Bianca marciava in silenzio. Marciava e pensava a com’era cambiata la sua vita nell’ultimo anno.
La famiglia distrutta, lo stupro, la vendetta esatta coi fucili della rivoluzione. E poi ancora l’arrivo dei soldati, la fuga, l’incidente con Diego…
Gia’, Diego, in fondo quell’animaletto in calore se l’era andata a cercare, ma ricordare l’episodio lasciava sempre in bocca un gusto strano, come di limone acerbo.

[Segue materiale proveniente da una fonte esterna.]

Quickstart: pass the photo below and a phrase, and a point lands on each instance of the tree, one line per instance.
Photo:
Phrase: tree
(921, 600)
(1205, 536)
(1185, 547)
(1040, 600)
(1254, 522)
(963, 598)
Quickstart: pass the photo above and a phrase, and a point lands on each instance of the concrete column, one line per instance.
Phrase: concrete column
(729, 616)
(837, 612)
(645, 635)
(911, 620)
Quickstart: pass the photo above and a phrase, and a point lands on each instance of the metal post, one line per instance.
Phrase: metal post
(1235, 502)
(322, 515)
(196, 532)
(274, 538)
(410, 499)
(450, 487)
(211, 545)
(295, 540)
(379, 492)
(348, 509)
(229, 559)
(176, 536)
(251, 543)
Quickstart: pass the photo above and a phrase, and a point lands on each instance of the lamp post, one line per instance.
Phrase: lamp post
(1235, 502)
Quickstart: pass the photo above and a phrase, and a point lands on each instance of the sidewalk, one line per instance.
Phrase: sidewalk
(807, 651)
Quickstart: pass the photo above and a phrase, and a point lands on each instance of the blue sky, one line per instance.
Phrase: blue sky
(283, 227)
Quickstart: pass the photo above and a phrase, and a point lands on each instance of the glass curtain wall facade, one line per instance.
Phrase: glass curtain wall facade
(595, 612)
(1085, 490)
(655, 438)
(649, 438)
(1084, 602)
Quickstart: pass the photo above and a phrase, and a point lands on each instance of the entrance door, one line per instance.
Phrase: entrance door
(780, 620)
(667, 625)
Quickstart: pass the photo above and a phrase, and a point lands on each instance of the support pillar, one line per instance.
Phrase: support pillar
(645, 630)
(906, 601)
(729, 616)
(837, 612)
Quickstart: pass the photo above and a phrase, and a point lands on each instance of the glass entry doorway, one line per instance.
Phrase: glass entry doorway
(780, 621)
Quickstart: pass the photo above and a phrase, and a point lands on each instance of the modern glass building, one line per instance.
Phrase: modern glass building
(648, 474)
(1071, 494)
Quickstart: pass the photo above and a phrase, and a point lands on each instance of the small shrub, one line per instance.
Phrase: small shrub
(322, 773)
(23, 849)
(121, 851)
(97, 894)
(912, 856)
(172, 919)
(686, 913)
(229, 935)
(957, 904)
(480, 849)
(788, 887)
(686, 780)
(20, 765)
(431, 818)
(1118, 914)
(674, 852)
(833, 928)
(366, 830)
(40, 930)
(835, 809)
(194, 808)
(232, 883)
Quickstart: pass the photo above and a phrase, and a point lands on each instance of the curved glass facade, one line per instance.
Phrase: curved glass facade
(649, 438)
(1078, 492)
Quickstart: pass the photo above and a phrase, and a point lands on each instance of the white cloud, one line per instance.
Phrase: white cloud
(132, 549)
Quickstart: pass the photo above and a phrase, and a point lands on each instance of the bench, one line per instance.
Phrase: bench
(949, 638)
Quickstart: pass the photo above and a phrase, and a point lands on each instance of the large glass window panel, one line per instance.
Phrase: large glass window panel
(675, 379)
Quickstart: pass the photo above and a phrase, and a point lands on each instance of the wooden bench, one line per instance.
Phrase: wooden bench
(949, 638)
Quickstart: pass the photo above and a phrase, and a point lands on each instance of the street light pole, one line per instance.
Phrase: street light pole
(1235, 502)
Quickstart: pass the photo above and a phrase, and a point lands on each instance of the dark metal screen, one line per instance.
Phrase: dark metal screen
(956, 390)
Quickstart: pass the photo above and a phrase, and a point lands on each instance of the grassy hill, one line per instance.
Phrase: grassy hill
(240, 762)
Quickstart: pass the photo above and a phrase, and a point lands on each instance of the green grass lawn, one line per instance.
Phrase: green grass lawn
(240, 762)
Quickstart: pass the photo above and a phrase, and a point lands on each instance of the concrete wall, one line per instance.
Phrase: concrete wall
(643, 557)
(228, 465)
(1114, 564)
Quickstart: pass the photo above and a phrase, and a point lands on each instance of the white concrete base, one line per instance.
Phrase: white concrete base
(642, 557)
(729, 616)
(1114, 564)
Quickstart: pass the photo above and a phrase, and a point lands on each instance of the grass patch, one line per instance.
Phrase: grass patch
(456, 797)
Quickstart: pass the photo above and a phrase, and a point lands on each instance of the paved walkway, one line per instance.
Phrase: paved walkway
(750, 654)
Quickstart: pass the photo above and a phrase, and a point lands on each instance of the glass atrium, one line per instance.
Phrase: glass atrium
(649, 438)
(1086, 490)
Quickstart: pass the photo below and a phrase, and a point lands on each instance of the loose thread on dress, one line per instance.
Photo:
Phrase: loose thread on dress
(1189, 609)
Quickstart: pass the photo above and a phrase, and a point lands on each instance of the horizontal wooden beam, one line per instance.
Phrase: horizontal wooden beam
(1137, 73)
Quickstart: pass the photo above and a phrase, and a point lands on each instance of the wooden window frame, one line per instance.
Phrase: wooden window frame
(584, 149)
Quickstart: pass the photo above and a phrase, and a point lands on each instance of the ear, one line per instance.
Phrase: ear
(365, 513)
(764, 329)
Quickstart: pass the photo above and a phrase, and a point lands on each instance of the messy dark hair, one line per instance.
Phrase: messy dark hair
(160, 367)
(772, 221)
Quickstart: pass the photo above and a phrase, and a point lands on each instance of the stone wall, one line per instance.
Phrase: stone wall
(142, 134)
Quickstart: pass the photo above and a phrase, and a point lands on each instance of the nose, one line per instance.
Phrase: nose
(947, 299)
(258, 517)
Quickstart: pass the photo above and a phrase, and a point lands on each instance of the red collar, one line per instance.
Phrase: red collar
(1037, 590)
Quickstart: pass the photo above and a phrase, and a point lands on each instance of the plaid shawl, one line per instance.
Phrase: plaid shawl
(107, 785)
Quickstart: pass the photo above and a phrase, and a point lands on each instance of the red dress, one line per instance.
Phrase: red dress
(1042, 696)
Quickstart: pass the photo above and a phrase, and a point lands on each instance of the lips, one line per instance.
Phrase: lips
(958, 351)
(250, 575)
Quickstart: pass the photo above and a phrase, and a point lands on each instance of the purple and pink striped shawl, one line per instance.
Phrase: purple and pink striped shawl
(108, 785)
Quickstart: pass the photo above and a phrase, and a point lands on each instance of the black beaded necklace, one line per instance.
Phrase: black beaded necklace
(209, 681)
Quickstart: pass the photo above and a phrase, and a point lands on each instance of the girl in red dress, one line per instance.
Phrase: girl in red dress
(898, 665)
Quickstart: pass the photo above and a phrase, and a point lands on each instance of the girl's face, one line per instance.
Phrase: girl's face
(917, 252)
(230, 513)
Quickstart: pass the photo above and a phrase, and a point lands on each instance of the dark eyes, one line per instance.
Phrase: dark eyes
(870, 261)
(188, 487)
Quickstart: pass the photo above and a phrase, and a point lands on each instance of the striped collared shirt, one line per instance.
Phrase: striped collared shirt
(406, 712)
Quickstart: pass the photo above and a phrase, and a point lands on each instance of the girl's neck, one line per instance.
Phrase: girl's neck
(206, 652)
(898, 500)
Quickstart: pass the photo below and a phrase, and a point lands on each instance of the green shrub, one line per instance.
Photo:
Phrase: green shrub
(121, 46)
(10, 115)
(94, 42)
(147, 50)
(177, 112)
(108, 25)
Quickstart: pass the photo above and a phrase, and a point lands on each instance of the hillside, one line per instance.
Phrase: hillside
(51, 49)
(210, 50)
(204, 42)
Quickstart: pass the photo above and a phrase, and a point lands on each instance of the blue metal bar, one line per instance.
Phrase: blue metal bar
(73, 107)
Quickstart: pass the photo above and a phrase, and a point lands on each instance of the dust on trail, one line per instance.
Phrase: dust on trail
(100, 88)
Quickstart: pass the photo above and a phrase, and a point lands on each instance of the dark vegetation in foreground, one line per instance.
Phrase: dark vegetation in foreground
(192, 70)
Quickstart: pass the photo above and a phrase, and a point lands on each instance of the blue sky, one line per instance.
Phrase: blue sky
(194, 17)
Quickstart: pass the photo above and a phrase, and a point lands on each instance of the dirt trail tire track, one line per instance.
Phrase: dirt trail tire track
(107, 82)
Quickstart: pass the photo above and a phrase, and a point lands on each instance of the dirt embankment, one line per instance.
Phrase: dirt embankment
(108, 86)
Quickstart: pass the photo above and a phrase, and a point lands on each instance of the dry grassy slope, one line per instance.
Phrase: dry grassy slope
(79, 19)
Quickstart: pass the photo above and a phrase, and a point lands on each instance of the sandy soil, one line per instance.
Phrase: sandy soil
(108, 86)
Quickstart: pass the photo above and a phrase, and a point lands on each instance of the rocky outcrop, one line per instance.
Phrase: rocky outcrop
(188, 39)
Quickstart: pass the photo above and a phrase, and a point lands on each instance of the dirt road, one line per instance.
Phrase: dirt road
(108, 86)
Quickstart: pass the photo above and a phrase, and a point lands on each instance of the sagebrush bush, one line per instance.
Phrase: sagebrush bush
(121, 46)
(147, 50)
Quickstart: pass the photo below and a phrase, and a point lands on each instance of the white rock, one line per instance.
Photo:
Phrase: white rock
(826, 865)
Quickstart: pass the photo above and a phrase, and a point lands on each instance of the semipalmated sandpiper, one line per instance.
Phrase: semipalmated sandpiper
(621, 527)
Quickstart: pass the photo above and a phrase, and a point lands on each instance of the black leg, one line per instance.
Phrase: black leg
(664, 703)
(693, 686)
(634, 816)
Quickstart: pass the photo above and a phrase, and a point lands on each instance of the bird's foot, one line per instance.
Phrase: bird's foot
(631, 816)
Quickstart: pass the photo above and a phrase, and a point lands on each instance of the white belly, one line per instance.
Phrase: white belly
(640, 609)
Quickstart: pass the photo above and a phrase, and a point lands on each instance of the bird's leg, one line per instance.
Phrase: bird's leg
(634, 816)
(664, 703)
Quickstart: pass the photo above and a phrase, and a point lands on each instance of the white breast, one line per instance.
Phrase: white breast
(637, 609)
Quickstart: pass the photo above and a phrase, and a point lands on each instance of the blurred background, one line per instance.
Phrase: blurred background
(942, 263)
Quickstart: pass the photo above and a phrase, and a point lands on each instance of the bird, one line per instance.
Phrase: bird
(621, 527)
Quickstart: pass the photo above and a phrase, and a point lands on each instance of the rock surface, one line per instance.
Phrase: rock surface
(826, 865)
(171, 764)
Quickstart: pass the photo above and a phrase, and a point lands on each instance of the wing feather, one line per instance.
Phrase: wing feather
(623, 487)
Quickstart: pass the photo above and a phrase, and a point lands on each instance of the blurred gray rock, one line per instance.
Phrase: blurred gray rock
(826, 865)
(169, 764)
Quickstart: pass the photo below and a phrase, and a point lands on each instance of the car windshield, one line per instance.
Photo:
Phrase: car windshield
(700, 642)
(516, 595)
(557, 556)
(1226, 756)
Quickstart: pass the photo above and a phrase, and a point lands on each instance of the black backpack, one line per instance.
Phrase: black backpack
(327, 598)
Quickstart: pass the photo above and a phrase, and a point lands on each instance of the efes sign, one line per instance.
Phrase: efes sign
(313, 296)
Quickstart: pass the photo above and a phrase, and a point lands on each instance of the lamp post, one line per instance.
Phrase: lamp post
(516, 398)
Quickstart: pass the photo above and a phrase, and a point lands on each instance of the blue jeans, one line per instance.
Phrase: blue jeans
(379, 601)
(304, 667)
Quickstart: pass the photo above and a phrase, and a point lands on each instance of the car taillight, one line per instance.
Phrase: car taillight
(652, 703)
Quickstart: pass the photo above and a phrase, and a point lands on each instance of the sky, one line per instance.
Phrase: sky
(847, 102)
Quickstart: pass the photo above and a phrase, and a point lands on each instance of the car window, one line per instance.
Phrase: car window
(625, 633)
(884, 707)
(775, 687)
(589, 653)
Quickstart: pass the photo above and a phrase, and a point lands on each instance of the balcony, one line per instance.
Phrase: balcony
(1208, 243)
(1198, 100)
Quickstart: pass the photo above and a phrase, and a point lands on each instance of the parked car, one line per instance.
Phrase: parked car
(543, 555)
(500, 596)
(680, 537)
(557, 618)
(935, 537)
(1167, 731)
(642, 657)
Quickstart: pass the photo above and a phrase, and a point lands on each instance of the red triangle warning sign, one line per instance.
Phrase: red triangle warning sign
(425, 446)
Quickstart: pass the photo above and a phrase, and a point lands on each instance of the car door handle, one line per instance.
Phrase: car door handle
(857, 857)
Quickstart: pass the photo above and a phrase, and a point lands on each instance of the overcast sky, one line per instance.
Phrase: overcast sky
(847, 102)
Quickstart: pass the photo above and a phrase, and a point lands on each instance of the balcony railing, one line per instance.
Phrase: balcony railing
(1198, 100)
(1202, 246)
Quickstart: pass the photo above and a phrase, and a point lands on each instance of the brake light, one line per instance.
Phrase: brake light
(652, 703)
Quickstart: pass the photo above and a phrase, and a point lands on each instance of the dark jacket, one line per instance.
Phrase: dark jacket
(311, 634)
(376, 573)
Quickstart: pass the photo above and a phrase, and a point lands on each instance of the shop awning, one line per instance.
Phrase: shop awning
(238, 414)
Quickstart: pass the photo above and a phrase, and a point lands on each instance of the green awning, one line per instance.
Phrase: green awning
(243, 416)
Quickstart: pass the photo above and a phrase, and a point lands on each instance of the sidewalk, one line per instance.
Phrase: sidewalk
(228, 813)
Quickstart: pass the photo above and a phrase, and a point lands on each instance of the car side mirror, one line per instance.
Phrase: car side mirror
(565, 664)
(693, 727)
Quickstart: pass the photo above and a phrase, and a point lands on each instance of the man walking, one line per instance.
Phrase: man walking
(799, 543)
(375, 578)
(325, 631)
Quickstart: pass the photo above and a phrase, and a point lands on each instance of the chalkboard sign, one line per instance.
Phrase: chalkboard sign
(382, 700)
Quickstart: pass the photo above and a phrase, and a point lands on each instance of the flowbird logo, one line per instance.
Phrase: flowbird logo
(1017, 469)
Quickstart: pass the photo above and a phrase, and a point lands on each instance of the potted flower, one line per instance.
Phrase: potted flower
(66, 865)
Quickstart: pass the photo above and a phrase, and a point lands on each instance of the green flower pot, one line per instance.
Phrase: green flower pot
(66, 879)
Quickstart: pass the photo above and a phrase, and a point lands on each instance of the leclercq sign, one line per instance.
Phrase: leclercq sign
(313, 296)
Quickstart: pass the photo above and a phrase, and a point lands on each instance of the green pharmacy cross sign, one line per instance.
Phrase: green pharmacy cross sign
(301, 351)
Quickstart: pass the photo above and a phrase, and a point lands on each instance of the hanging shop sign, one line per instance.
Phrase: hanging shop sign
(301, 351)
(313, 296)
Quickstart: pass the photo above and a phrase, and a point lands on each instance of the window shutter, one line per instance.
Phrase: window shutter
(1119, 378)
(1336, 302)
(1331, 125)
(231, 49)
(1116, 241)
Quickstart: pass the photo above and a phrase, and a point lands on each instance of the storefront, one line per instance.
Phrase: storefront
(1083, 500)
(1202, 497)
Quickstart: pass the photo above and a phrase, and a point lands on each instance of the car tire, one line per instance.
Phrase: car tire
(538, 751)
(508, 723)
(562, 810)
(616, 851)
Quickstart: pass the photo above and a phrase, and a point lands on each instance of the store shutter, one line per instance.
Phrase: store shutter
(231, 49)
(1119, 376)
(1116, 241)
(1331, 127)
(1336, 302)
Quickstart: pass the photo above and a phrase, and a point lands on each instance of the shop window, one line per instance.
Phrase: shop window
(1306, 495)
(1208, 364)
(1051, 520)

Diamine, il problema e’ che a volte gli uomini sono cosi’ poco intuitivi!
Eppure sarebbe bastato osservare, farsi camminare il cervello… si insomma, Bianca era stata picchiata e stuprata non le avevano mica regalato un mazzo di petunie. Pare che esperienze del genere tendano ad essere formative, che arrivino persino ad influenzare le capacita’ relazionali di un essere umano. Che fatto singolare, no?
Ecco, a Bianca era accaduto precisamente questo: dopo la violenza qualcosa in lei si era inaridito e l’aveva resa taciturna e ombrosa, secca e dura nelle risposte tanto da scoraggiare ogni confidenza.
Solo con Diego riusciva ad essere diversa. Voleva esserlo. Perche’ lo conosceva da una vita, perche’ avevano giocato insieme da bimbi, perche’ a quindici anni avevano persino consumato un piccolo flirt fatto di baci e di carezze… Era un riflesso istintivo. La ricerca disperata di un rapporto umano in grado di sanare le ferite dell’anima, di provarle che gli uomini potevano ancora essere compagni degni di fiducia.
Una relazione timida e coraggiosa, quindi, e fragile come un bisbiglio di cristallo. Un qualunque primate semisenziente l’avrebbe intuito… Il punto e’: un giovane in estro puo’ definirsi tale?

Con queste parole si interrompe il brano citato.